Tutorial for Computer Scientists: Motif Finding
- Finding Sequence Motifs Defined by a Probability Matrix
- Sampling from a Probabilistic Model in General
- More Proper Gibbs Sampling for Motifs
Finding Sequence Motifs Defined by a Probability Matrix
- We are given $n$ sequences $S=(S_1,\dots, S_n)$, each of length m, motif length L, null hypothesis q (nucleotide frequencies in the genome)
- We are looking for a motif in the form of a probability profile of length L and its occurrence in each sequence
- Let $W[a,i]$ be the probability that at position i of the motif there is base a, W is the whole matrix
- Let $o_i$ be the position of occurrence in sequence $S_i$, $O=(o_1, \dots, o_n)$ are all occurrences
- $\Pr(S|W,O)$ is a simple product, where for positions in the motif windows we use probabilities from W, for positions outside the windows we use q
- $\Pr(S_i|W,o_i) = \prod_{j=1}^{L} W[S_i[j+o_i-1],j] \prod_{j=1}^{o_i-1} q[S_i[j]] \prod_{j=o_i+L}^m q[S_i[j]]$
- $\Pr(S|W,O) = \prod_{i=1}^n \Pr(S_i|W,o_i)$
- We are looking for W and O that maximize this likelihood $\Pr(S|W,O)$
- There is no known efficient algorithm that always finds the maximum
- We could try all possibilities for O. For a given O the best W is the frequencies from the data.
- Conversely, if we know W, we can find the best O:
- in each sequence i we try all positions $o_i$ and choose the one with the highest value $\Pr(S_i|W,o_i)$
EM Algorithm
- Iteratively improves W, taking all O weighted by their probability with respect to W from the previous round
-
As seen in the lecture, here is a slightly rewritten version:
- Initialization: assign each position j in sequence $S_i$ some score $p_{i,j}$
- Iterate:
- Compute W from all possible occurrences in $S_1,\dots,S_k$ weighted by $p_{i,j}$
for i in [0..n): # for all strings for j in [0..|s_i|-L+1): # for all positions for x in [j..j+L): # substring starting at j W[s_i[x], x-j] += p_{i,j} # depending on nucleotide s[j], fill corresponding motif position in W # normalize each column so that sum is 1 - Recompute all scores $p_{i,j}$ so that they correspond to the ratios of probabilities of occurrence of W at position j in $S_i$. That is, $p_{i,j}$ is proportional to $\Pr(S_i|W,o_i=j)$, and normalized so that the sum of $p_{i,j}$ in each row $i$ is 1.

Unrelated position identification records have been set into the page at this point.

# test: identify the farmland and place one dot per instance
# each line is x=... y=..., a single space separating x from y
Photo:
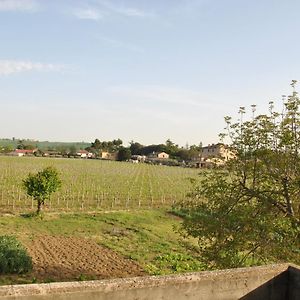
x=91 y=185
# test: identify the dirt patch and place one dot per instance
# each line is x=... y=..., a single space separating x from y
x=71 y=258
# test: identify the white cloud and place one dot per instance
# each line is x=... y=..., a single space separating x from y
x=120 y=44
x=162 y=94
x=88 y=14
x=18 y=5
x=123 y=10
x=8 y=67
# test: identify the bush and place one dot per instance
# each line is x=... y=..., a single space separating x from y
x=13 y=256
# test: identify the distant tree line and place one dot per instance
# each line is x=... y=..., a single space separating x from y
x=114 y=146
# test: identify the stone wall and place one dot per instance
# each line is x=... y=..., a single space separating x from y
x=276 y=282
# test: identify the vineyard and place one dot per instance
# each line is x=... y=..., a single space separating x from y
x=90 y=185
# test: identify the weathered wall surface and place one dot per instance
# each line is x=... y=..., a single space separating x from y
x=225 y=285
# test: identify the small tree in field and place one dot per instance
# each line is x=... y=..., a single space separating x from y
x=41 y=185
x=249 y=212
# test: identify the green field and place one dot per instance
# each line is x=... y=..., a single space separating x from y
x=148 y=237
x=91 y=185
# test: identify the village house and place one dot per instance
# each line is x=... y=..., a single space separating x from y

- Compute W from all possible occurrences in $S_1,\dots,S_k$ weighted by $p_{i,j}$
Gibbs Sampling
- Initialization: Take random positions of occurrences O
- Iterate:
- Compute W from occurrences O
- Randomly select one sequence $S_i$
- For each possible position j in $S_i$ compute the score $p_{i,j}$ (as in EM) of occurrence of W at this position
- Choose $o_i$ randomly weighted by $p_{i,j}$
- In this way, we get a sequence of samples $O^{(0)}, O^{(1)}, \dots$.

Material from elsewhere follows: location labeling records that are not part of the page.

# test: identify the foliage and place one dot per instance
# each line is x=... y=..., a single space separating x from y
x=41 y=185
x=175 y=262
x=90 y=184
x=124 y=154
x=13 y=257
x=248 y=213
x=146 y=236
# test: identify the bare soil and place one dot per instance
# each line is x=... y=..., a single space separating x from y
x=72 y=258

- Consecutive samples are similar (differ only in one component $o_i$), so they are not independent.
- For each sample $O^{(t)}$ we find the best $W^{(t)}$ and compute the likelihood $\Pr(S|W^{(t)},O^{(t)})$. Finally, we select O and W where the likelihood was the highest.
- This algorithm (with minor modifications) was used in the paper Lawrence, Charles E., et al. (1993) “Detecting subtle sequence signals: a Gibbs sampling strategy for multiple alignment.” Science.
- In the paper, in each iteration, the matrix W is computed from all sequences except $S_i$.
- Occasionally, they make a step where they randomly try to shift all occurrences one position left or right.
- This algorithm is not strictly mathematically correct Gibbs sampling (it does not even have a properly defined distribution from which it samples). For information, at the bottom of the page we provide the Gibbs sampling algorithm for motif finding from another paper.
Sampling from a Probabilistic Model in General
- Suppose we have a probabilistic model where $D$ are some observed data and $X$ are unknown random variables (for us, $D$ are sequences $S$ and $X$ are occurrences $O$, possibly also matrix $W$)
- We can search for $X$ for which the likelihood $\Pr(D|X)$ is highest
- Or we can randomly sample different $X$ from $\Pr(X|D)$
Use of samples
- Among the obtained samples, we choose the one for which the likelihood $\Pr(D|X)$ is highest (another heuristic approach to maximizing likelihood)
- But samples also give us information about the uncertainty in the estimate of $X$
- We can estimate means and deviations of various quantities
- For example, in motif finding, we can track how often each position is an occurrence of the motif
- Generating independent samples from $\Pr(X|D)$ can be difficult
- The Markov chain Monte Carlo (MCMC) method generates a sequence of dependent samples $X^{(0)}, X^{(1)},\dots$, which converges in the limit to the target distribution $\Pr(X|D)$
- Gibbs sampling is a special case of MCMC
Markov Chains
- Markov chain is a sequence of random variables $X^{(0)}, X^{(1)}, \dots,$ such that $\Pr(X^{(t)}|X^{(0)},\dots,X^{(t-1)}) = \Pr(X^{(t)}|X^{(t-1)})$, i.e. the value at time $t$ depends only on the value at time $t-1$ and not on earlier values.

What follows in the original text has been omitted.